Triunfar –que te lean, que puedas vivir de ello- escribiendo es imposible. O casi imposible. Lo consiguen muy pocos. Ya dijo García Márquez, quien sí lo logró, que escribir libros "es un oficio suicida". Y no se refería a Hemingway, Zweig, Salgari o o Márai. Aunque tal vez sí, quizá también se refería a eso, al tenebroso lugar al que te puede llevar esta labor tan sublime, a veces, y tan ingrata, en la mayoría de las ocasiones.
Porque la relación entre el esfuerzo de escribir y la recompensa de haberlo hecho suele ser tan escasa e íntima que normalmente nadie conoce la energía expuesta ni la angustia obtenida. Y todo, por unas cuantas palabras ojalá que bien colocadas. No, la confirmación de que uno es bueno escribiendo no llega casi nunca. Y, en ocasiones, como acaba de ocurrirle a Lucia Berlin, el éxito –el reconocimiento, el dinero-, aparece cuando ya no es necesario. Llevaba la escritora de Alaska diez años muerta cuando su libro de relatos Manual para señoras de la limpieza (Alfaguara, 2015) se convirtió en el best-seller que, en vida, habría necesitado. Tan brillante como Carver, con quien a menudo se la compara, Berlin escribía sobre sí misma. Todo el tiempo. Tampoco le hacía falta mirar mucho más allá: tuvo una vida apasionante que retrató en 77 cuentos. Y, cuando parecía que no había nada especialmente arrebatador en alguna de las etapas de su vida, circunstancia infrecuente, poseía el don de hallar las misteriosas claves que convierten lavar la ropa en una lavandería en un acto conmovedor. Como conocer, allí, a un jefe indio que le mira las manos; como verse las manos asombrosamente arrugadas, de repente, gracias a la mirada del indio.
La autoficción de Berlin ha alcanzado la notoriedad cuando ella ya no puede apreciarla. Kakfa, Nietzsche, Melville, Poe y muchos otros no lograron mientras vivieron el reconocimiento que sus obras merecían. John Kennedy Toole, el dios del excéntrico Ignatius Reilly en La conjura de los necios, es un ejemplo de máxima frustración literaria: se suicidó a los 32 años víctima de la depresión que le causó no poder publicar su novela, que no convencía a ningún editor.
Sí, triunfar en la literatura es extremadamente difícil, y no menos improbable. Es cierto que los autores no escriben por dinero –aunque a ellos también se les han detectado necesidades básicas- sino por una "irrefrenable fuerza interior", como expone el agente literario Guillermo Schavelzon. Aunque también cabe el razonamiento de George Orwell, que señaló que todos los escritores son "vanidosos, egoístas y perezosos, y en el fondo de sus motivos se encierra un misterio".

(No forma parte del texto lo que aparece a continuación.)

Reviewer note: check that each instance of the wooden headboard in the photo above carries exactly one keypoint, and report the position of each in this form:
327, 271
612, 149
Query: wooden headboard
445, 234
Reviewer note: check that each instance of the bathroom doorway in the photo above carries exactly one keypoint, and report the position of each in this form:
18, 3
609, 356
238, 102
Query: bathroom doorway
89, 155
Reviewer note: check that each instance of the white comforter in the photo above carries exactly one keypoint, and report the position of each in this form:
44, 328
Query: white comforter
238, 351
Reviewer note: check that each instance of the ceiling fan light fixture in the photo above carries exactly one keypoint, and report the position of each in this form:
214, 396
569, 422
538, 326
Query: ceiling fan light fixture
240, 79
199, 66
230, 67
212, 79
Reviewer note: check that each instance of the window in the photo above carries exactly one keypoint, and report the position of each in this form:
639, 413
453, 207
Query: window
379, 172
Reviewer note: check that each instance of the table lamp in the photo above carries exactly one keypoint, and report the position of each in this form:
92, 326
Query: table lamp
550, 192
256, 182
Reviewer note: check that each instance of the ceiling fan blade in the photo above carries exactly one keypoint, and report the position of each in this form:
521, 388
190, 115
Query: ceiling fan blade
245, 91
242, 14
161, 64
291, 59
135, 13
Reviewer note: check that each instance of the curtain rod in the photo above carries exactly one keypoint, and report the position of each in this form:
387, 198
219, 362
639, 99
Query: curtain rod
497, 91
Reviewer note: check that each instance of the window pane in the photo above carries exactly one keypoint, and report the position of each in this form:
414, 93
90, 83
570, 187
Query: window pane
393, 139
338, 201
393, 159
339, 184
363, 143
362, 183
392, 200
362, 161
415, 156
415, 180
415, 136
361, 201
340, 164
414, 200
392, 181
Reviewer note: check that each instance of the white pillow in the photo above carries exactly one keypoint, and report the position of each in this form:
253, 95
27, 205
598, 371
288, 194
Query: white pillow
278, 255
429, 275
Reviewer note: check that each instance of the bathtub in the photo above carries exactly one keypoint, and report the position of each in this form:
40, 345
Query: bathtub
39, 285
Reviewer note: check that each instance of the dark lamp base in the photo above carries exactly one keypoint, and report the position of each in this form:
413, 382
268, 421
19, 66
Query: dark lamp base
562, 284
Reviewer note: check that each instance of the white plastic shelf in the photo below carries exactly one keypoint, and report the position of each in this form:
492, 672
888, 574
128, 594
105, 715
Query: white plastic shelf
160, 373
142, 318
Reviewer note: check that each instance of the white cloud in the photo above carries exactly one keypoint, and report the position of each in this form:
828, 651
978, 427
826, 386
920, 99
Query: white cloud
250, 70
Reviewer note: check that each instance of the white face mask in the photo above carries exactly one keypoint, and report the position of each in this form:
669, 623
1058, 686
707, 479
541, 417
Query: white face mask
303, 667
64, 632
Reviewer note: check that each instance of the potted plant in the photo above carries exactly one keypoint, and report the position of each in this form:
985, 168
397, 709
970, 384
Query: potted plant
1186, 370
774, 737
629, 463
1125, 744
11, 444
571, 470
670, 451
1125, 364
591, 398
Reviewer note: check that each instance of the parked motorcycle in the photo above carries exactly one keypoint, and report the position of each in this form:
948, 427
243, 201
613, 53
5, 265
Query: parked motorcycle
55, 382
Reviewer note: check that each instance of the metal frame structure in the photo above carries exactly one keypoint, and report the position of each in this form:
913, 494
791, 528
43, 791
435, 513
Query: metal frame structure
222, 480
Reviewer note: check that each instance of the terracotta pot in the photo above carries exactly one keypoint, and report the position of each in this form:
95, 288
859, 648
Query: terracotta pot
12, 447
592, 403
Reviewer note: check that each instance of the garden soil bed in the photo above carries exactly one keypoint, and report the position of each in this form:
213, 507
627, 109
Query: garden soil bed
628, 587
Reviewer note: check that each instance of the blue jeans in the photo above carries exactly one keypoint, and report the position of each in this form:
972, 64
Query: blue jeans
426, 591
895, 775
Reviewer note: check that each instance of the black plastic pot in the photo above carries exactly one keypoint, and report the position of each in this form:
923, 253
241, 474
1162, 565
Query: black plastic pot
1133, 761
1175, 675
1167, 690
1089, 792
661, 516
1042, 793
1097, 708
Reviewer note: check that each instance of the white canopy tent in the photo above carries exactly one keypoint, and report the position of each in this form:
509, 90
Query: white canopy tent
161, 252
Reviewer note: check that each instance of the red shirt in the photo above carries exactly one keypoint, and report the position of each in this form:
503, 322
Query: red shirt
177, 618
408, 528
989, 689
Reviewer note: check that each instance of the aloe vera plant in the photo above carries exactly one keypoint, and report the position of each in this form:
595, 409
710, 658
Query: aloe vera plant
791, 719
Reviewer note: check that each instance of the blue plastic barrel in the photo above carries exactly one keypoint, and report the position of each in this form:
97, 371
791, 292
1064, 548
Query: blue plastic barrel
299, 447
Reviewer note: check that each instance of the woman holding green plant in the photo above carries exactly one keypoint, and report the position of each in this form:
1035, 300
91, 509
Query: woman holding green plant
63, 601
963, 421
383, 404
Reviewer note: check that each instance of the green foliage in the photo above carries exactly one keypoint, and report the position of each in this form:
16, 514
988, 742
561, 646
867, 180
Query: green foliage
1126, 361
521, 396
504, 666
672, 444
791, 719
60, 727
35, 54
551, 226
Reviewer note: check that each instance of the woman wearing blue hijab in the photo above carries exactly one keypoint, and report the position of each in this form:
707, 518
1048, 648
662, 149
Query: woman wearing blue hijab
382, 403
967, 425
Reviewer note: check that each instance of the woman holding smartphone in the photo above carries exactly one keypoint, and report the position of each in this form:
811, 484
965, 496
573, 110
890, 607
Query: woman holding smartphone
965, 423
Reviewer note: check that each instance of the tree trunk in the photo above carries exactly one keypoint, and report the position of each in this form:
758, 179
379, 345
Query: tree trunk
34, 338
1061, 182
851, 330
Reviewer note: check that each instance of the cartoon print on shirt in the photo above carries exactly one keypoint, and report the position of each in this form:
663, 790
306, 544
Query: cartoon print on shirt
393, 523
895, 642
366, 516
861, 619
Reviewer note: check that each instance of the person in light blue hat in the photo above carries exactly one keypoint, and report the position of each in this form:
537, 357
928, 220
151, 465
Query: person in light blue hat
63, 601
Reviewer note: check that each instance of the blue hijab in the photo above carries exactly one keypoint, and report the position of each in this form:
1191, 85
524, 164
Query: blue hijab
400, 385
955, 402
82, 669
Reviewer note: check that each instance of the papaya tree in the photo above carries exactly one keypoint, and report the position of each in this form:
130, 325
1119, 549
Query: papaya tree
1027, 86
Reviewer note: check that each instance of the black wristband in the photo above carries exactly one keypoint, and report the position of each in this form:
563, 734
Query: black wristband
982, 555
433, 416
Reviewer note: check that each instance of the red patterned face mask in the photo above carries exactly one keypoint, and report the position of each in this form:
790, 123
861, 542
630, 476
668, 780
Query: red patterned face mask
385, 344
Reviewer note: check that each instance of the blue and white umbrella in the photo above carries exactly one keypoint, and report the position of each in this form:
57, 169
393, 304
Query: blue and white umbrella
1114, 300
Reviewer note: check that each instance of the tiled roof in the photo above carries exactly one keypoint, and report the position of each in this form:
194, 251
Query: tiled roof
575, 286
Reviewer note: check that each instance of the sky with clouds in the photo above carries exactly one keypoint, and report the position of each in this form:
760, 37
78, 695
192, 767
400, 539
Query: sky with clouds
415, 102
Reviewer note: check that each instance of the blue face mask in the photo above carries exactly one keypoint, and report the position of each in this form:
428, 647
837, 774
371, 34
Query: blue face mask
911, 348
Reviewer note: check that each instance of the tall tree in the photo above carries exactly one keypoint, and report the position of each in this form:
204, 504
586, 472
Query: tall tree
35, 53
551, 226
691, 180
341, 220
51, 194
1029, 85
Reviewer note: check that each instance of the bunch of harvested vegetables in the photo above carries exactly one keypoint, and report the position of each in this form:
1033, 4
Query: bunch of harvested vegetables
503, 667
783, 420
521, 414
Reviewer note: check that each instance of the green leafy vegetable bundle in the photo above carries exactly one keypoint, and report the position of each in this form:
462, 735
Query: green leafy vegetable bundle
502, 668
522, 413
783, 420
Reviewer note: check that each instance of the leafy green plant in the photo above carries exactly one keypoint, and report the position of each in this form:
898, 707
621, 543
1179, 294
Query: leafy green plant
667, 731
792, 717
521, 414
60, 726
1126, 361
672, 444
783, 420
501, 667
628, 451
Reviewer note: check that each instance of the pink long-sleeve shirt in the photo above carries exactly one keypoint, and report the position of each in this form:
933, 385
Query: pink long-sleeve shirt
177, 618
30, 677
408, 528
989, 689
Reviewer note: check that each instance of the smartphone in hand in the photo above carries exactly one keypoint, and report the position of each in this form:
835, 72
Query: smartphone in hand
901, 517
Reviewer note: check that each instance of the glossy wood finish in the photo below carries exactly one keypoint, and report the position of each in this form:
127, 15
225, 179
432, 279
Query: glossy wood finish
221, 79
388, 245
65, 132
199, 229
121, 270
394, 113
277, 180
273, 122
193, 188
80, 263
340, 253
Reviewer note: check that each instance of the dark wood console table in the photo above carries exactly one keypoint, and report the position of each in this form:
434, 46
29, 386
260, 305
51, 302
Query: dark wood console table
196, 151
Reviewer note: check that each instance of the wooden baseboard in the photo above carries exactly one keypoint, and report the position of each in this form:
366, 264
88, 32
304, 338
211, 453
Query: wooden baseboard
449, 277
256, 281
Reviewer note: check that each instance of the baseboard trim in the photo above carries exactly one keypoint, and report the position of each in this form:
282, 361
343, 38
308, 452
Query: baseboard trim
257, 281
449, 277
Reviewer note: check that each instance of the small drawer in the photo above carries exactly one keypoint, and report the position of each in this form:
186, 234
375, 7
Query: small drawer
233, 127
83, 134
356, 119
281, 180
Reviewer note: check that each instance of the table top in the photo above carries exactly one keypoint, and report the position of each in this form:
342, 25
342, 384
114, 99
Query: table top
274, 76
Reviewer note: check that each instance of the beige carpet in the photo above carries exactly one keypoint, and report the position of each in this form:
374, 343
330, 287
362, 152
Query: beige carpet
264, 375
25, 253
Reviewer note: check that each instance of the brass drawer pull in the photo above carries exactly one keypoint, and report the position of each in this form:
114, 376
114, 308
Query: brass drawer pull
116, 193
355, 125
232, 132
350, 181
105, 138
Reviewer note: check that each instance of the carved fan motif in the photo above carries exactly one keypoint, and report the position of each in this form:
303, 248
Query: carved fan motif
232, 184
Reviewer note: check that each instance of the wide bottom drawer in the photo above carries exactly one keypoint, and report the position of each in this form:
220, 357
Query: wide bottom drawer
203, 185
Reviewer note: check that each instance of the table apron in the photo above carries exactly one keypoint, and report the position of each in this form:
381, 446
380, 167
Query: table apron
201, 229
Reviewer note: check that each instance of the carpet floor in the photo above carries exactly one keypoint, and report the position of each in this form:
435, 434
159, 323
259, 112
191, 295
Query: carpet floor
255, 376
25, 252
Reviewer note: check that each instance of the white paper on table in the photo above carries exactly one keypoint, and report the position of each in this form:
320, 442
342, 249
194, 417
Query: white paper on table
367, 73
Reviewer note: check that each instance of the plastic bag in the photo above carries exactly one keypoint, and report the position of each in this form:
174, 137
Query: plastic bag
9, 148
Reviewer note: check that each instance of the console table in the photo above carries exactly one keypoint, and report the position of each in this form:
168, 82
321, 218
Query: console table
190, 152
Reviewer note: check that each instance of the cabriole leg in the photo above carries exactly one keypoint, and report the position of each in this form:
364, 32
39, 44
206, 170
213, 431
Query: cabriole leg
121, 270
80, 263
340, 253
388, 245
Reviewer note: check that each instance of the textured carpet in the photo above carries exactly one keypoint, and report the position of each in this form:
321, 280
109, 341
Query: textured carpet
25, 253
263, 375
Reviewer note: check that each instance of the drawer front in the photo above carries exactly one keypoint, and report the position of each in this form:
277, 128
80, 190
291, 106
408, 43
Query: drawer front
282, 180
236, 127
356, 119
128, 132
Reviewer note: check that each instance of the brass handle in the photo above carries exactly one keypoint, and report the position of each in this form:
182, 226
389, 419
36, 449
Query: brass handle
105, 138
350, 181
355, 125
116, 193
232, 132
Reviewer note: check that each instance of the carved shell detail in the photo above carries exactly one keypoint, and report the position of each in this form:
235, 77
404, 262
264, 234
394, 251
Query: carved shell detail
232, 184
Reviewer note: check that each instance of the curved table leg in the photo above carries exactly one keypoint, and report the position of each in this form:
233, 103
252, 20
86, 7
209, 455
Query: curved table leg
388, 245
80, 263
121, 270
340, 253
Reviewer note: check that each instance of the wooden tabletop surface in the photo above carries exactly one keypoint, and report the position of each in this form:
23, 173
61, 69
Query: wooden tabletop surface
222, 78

Berlin era un gran y hermoso misterio, y no escribía por dinero, pero lo necesitaba, como le ocurre a todos los humanos vivos. No llegó a matarse por no recibir del mundo literario lo que anhelaba –lo que le correspondía- pero sus depresiones y su estrecha relación con el alcohol anunciaban un inequívoco rastro de incredulidad sobre la distancia entre sus dos existencias, la real y la imaginada. Triunfar cuando ya no hace falta puede ser cruel, como sabrá ya la autora norteamericana, pero al menos le concede a su biografía póstuma cierto sabor a justicia, por muy retrasada que llegue.